当日、ホテルに着くと「空き部屋が出たので少々アップグレードしました」と、幸か不幸か最上階の屋根裏部屋を充てがわれた。傾斜する屋根に天窓がついたこじんまりした部屋で、町の屋根という屋根が見渡せる。明るく小綺麗で文句はないのだけれど・・・。

カモメというのは、声が大きく相当お喋りな鳥だと知ることになった。屋根の上で、朝な夕なに賑やかにお喋り。何がそんなにスキャンダラスなのか、揃ってきゃーきゃー悲鳴を上げて大騒ぎだ。今までは気が付かなかったけれど、その会話の端々に、まるで高笑いするような「カカカカッ」という滑稽な音まで挟む。

夜はとうに日が暮れても甲高い声でお喋り。(その日暮れだって10時を回る頃なのだ。) 会食好きで夜更までテラスでお喋りに興じるフランス人に似ている。ところが更に、カモメのみなさんは、朝は日が昇る前からけたたましくお喋り。これにはさすがのフランス人だって負けてしまう。こんな調子なら、階下にレストランがある宿の方が少なくとも早朝はよっぽど静かであったに違いない。お陰で、ベッドは寝心地が良いにも関わらず、夜はなかなか寝付けず、朝はまだ暗いうちに叩き起こされた。息子だけはどこ吹く風で問題なくスヤスヤ。音に敏感でないのは、得なこともあるものだ。

まあ、そんなこんなも旅の一興。

 

ところで、ここまで来る過程で、「行っておいで」と旅の後押しをされるような兆しが一つ二つあった。古今東西様々な文人達がこの小さな町に魅せられ、この地を経過してきている。そんな事も旅立つ直前になって知った。
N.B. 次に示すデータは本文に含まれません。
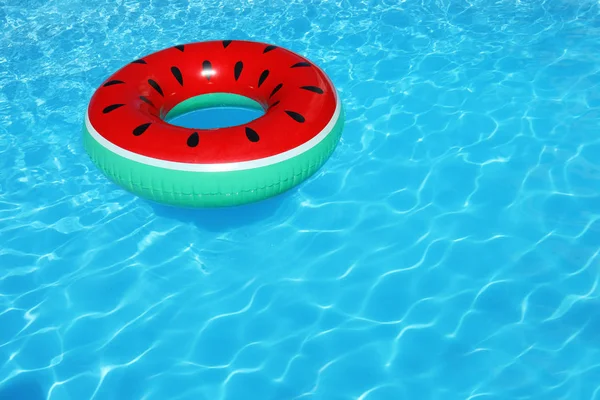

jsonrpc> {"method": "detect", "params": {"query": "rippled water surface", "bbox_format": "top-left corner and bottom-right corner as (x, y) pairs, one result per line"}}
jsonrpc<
(2, 0), (600, 399)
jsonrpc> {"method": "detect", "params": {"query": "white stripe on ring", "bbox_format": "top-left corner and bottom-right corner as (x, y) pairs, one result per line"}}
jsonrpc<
(85, 94), (342, 173)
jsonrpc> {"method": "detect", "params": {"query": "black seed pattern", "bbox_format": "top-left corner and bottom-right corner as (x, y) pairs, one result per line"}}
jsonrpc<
(300, 85), (324, 94)
(187, 132), (199, 147)
(245, 127), (259, 142)
(148, 79), (164, 96)
(131, 59), (147, 64)
(175, 45), (185, 52)
(270, 100), (280, 108)
(269, 83), (283, 98)
(202, 60), (213, 81)
(223, 40), (232, 48)
(258, 70), (269, 87)
(102, 104), (125, 113)
(140, 96), (155, 108)
(285, 110), (305, 123)
(263, 45), (277, 53)
(171, 66), (183, 86)
(133, 123), (151, 136)
(103, 80), (125, 87)
(234, 61), (243, 81)
(291, 62), (311, 68)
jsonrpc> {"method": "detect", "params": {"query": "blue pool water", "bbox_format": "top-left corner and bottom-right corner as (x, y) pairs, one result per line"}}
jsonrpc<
(2, 0), (600, 399)
(169, 107), (265, 130)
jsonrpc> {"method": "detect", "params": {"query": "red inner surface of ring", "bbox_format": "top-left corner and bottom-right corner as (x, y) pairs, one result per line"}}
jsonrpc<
(86, 40), (338, 164)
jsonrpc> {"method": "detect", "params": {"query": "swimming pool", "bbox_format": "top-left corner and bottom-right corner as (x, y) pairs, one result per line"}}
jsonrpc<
(1, 0), (600, 398)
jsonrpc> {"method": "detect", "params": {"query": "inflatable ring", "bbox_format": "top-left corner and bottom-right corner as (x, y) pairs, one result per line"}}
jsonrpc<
(83, 40), (344, 208)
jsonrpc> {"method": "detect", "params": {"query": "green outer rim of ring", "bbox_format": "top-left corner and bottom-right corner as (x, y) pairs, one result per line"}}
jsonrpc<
(83, 93), (344, 208)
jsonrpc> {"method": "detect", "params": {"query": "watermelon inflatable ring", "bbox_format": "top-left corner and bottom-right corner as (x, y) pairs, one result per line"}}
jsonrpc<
(83, 40), (344, 208)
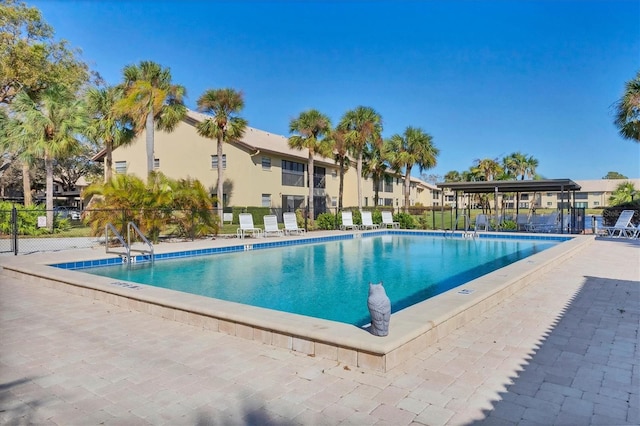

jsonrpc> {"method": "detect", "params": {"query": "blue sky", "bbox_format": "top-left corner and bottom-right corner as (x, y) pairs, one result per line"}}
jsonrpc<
(31, 0), (640, 181)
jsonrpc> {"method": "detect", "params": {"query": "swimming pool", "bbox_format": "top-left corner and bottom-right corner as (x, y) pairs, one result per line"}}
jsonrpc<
(80, 234), (557, 326)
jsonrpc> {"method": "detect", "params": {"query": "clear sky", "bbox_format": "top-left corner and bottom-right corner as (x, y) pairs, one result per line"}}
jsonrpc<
(30, 0), (640, 181)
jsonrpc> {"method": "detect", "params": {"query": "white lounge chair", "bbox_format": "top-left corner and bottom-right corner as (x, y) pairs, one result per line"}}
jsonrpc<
(237, 213), (263, 239)
(360, 211), (379, 230)
(601, 210), (636, 238)
(340, 211), (360, 231)
(283, 212), (305, 235)
(526, 212), (559, 233)
(627, 223), (640, 239)
(263, 215), (283, 237)
(516, 213), (530, 231)
(381, 211), (399, 229)
(223, 212), (233, 224)
(475, 214), (489, 231)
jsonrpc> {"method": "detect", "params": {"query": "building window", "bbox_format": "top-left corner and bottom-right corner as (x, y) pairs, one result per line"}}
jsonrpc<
(261, 194), (271, 207)
(520, 194), (529, 200)
(313, 166), (326, 189)
(262, 156), (271, 170)
(594, 201), (600, 206)
(115, 161), (127, 174)
(282, 160), (304, 187)
(154, 158), (160, 169)
(546, 202), (552, 207)
(331, 169), (337, 179)
(331, 197), (337, 207)
(211, 154), (227, 169)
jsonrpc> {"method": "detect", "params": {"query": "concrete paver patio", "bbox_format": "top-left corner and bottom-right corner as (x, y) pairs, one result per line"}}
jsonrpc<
(1, 237), (638, 425)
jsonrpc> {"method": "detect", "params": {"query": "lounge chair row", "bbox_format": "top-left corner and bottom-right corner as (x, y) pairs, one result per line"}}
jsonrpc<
(339, 211), (399, 230)
(236, 212), (305, 239)
(474, 212), (568, 233)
ここは、ボヴァリー夫人で有名なフロベールのゆかりの地でもあるらしい。パリに来たばかりの頃、フランス語の授業のディクテでフロベールの小説の抜粋が出て印象的だったのを覚えている。フェリシテという派手な名前にそぐわず、いとも質素で私欲と呼べそうなものが一切ないお女中さんの話だった。バージニアウルフの本と合わせて、埃を被ったフロベールのその小説 (Trois contes) も引っ張り出して鞄に詰めて来た。本当は、やはりこの地を訪れたという某現代日本人作家さんの本も携帯したかったけれど、入手が間に合わなかったので諦めた。

本を読む以外は何もしない旅にしよう。

 

今年の夏こそ、ゆっくり読書の夏にしたいものだ。